The next set of modules expose simple functions for dealing with CRISPR array sequences. Presumably, these would only be useful to researchers interested in CRISPR-Cas genomic systems.

operon_analyzer.piler_parse¶

Parses piler-cr output to extract the sequences of every spacer.

class operon_analyzer.piler_parse.RepeatSpacer(position, repeat_len, spacer_len, sequence)¶

property position¶: Alias for field number 0

property repeat_len¶: Alias for field number 1

property sequence¶: Alias for field number 3

property spacer_len¶: Alias for field number 2

class operon_analyzer.piler_parse.BrokenSpacer(position, repeat_len, sequence)¶

property position¶: Alias for field number 0

property repeat_len¶: Alias for field number 1

property sequence¶: Alias for field number 2

operon_analyzer.piler_parse.parse_pilercr_output(text: str, start: int, end: int)¶: Takes the text of pilercr raw output, and a start and end coordinate for an operon’s neighborhood, and extracts all spacers in that region.
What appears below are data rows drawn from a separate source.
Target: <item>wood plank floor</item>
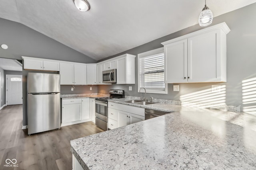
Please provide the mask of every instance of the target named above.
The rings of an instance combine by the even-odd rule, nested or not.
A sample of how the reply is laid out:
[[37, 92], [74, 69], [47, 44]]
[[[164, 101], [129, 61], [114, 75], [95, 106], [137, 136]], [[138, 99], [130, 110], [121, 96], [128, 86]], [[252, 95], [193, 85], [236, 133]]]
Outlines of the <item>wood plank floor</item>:
[[[72, 170], [70, 140], [103, 131], [90, 121], [28, 136], [22, 125], [22, 105], [0, 110], [0, 170]], [[4, 166], [14, 158], [18, 167]]]

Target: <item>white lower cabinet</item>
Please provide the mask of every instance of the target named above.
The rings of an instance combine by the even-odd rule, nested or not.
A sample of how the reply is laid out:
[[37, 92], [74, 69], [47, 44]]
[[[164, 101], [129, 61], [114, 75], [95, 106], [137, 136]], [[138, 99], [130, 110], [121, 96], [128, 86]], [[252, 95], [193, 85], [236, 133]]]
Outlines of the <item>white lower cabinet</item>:
[[62, 99], [61, 126], [90, 121], [89, 98]]
[[89, 98], [82, 99], [82, 119], [90, 119], [90, 99]]
[[111, 102], [108, 106], [108, 125], [110, 129], [145, 120], [144, 108]]
[[95, 123], [95, 100], [90, 99], [90, 118], [92, 121]]

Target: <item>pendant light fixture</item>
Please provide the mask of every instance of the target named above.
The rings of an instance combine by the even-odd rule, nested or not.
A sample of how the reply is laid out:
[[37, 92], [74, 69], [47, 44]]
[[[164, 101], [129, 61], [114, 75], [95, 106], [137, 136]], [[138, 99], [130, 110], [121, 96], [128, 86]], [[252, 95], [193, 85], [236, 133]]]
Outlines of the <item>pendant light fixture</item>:
[[205, 5], [203, 8], [198, 18], [198, 22], [200, 26], [204, 27], [209, 25], [212, 22], [213, 16], [212, 11], [206, 6], [206, 0], [205, 0]]
[[90, 8], [89, 2], [86, 0], [73, 0], [77, 9], [83, 12], [87, 11]]

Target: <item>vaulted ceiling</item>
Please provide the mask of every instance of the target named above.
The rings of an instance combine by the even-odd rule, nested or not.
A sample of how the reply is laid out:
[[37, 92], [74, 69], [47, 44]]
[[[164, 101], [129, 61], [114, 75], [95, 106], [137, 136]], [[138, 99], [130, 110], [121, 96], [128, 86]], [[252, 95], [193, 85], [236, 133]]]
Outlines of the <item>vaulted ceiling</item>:
[[[96, 60], [198, 23], [204, 0], [0, 0], [0, 18], [24, 24]], [[256, 0], [208, 0], [214, 16]]]

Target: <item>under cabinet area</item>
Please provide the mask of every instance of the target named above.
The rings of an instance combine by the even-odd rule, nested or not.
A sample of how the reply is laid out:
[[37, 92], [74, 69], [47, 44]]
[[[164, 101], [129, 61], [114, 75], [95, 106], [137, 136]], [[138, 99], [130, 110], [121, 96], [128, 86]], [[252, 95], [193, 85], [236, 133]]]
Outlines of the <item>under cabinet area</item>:
[[89, 98], [62, 99], [61, 126], [90, 121]]
[[108, 106], [108, 125], [110, 129], [145, 120], [143, 108], [111, 102]]
[[164, 49], [164, 82], [226, 82], [225, 23], [162, 44]]

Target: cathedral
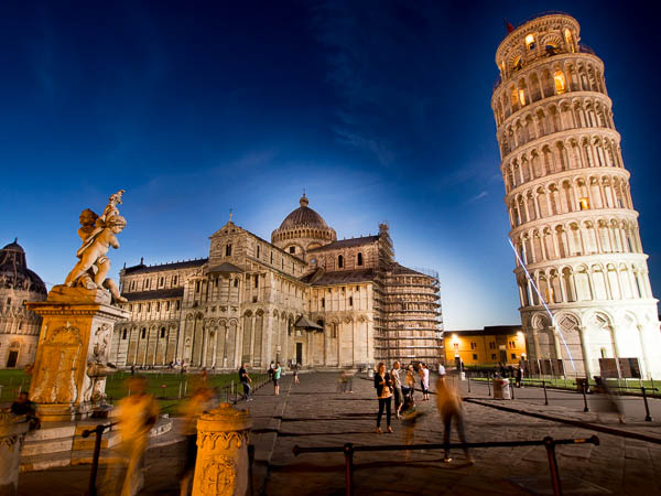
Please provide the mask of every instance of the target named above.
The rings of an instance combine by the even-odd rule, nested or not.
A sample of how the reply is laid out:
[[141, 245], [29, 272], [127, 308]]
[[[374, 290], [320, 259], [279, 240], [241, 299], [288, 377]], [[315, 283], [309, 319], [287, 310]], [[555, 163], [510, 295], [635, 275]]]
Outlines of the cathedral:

operon_analyzer.repeat_finder¶

class operon_analyzer.repeat_finder.Repeat(upstream_sequence, upstream_start, downstream_sequence, downstream_start)¶

property downstream_sequence¶: Alias for field number 2

property downstream_start¶: Alias for field number 3

property upstream_sequence¶: Alias for field number 0

property upstream_start¶: Alias for field number 1

class operon_analyzer.repeat_finder.GRFResult(start, end, alignment)¶

property alignment¶: Alias for field number 2

property end¶: Alias for field number 1

property start¶: Alias for field number 0

operon_analyzer.repeat_finder.find_inverted_repeats(operon: operon_analyzer.genes.Operon, buffer_around_operon: int, min_repeat_size: int)¶

Searches an operon and the DNA flanking it for inverted repeats using GenericRepeatFinder. If found, they will be added to the operon as Feature objects with the name “TIR” and the sequence. The strand will be set to 1 for the upstream sequence and -1 for the downstream sequence.

Parameters

operon (Operon) – The operon_analyzer.genes.Operon object.
buffer_around_operon (int) – The number of base pairs on either side of the operon to search in addition to the operon’s internal sequence.
min_repeat_size (int) – The minimum number of base pairs that an inverted repeat must have.

operon_analyzer.spacers¶

class operon_analyzer.spacers.AlignmentResult(match_count, spacer_sequence, contig_sequence, contig_start, contig_end, spacer_alignment, contig_alignment, comp_string, strand, spacer_order, array_length)¶

property array_length¶: Alias for field number 10

property comp_string¶: Alias for field number 7

property contig_alignment¶: Alias for field number 6

property contig_end¶: Alias for field number 4

property contig_sequence¶: Alias for field number 2

property contig_start¶: Alias for field number 3

property match_count¶: Alias for field number 0

property spacer_alignment¶: Alias for field number 5

property spacer_order¶: Alias for field number 9

property spacer_sequence¶: Alias for field number 1

property strand¶: Alias for field number 8

operon_analyzer.spacers.find_self_targeting_spacers(operons: List[operon_analyzer.genes.Operon], min_matching_fraction: float, num_processes: int = 32)¶: For each given Operon, this will determine if CRISPR spacers target a location in the operon’s parent contig. Matches with more than min_matching_fraction homology will be added to the Operon as a Feature named “CRISPR target”.